Die Therapie muss frühzeitig beginnen, um das Voranschreiten der Durchblutungsstörung möglichst lange aufzuhalten. Da es sich um eine chronische Erkrankung handelt, bedeutet dies, dass die Therapien lebenslang durchgeführt werden müssen.
Bei einer Durchblutungsstörung der Beine, die aufgrund ihrer Ausprägung noch keine invasive bzw. operative Therapie erforderlich macht, wird ein intensives Gehtraining durchgeführt, um hierdurch eine Neubildung von kleinen arteriellen Gefäßen zu fördern, die eine bessere Versorgung des betroffenen Beines bewirken können. Begleitet wird diese Behandlung durch die Einnahme von Medikamenten, die den Blutfluss verbessern, in der Regel handelt es sich hier um ein Acetylsalicylsäurepräparat (z. B. ASS 100, Aspirin 100).

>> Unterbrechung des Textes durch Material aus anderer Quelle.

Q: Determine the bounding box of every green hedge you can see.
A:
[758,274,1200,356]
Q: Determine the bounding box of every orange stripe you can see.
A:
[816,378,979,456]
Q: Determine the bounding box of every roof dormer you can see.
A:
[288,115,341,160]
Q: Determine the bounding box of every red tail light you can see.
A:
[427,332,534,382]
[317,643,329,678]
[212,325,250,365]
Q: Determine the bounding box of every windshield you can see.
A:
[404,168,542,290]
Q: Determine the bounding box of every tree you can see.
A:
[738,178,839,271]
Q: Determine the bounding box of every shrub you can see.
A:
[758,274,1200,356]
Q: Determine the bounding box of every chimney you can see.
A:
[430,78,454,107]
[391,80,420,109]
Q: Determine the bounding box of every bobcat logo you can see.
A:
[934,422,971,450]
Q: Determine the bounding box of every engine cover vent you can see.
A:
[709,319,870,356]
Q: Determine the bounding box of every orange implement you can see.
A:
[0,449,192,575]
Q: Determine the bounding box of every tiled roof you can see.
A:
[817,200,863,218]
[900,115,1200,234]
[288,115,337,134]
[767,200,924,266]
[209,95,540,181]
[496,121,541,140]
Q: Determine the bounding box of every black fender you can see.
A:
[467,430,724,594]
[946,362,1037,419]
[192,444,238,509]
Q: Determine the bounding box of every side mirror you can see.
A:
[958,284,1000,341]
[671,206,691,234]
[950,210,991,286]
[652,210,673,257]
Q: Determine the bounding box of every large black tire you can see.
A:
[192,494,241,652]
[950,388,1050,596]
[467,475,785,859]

Betroffene mit Durchblutungsstörungen werden im Ambulanten Gefäßzentrum Dr. Seiter des Robert Bosch Krankenhauses diagnostisch betreut und durch eine konventionelle Behandlung begleitet, solange dies möglich ist. Sollte eine operative Therapie notwendig werden, veranlassen wir alle wichtigen Schritte und führen die Patientin bzw. den Patienten Schritt für Schritt durch den gesamten Behandlungsablauf.
Invasive/operative Therapie
Bei Durchblutungsstörungen mit bereits vorhandenen ausgeprägten Gefäßverengungen und/oder Gefäßverschlüssen können diese Verengungen mit einer sogenannten Ballondilatation (Aufdehnung der betroffenen Arterie durch einen Ballonkatheter, PTA) wieder erweitert und durchgängig gemacht werden. Zusätzlich kann es erforderlich sein, zur Unterstützung ein Gefäßgitter (auch Stent genannt) in die betroffene Arterie zu implantieren.
In Fällen, in denen die Katheterbehandlung nicht ausreicht, müssen gefäßchirurgische Maßnahmen wie zum Beispiel eine Bypass-Operation oder die Implantation von künstlichen Gefäßen durchgeführt werden.
Bei Durchblutungsstörungen kann es auch zu Schäden innerhalb der arteriellen Gefäßwand kommen, aus denen eine Ausbuchtung der Gefäße entstehen kann (Aneurysma). Dieses Aneurysma kann im ungünstigsten Fall platzen (rupturieren) und dadurch zu einer lebensbedrohlichen Erkrankung werden. Die Therapie dieser Gefäßausbuchtungen erfolgt ebenfalls durch Stabilisierungs- und Ausschaltungsmaßnahmen, die sowohl mit Hilfe der Kathetertechnik als auch durch gefäßchirurgische Operationen erfolgen können.

Case-Management
Bei Durchblutungsstörungen bieten wir ein individuelles Behandlungskonzept. Eine Ärztin bzw. ein Arzt koordiniert die Behandlung und begleitet die Patient:innen von der Diagnose über die Therapie bis zur Nachkontrolle.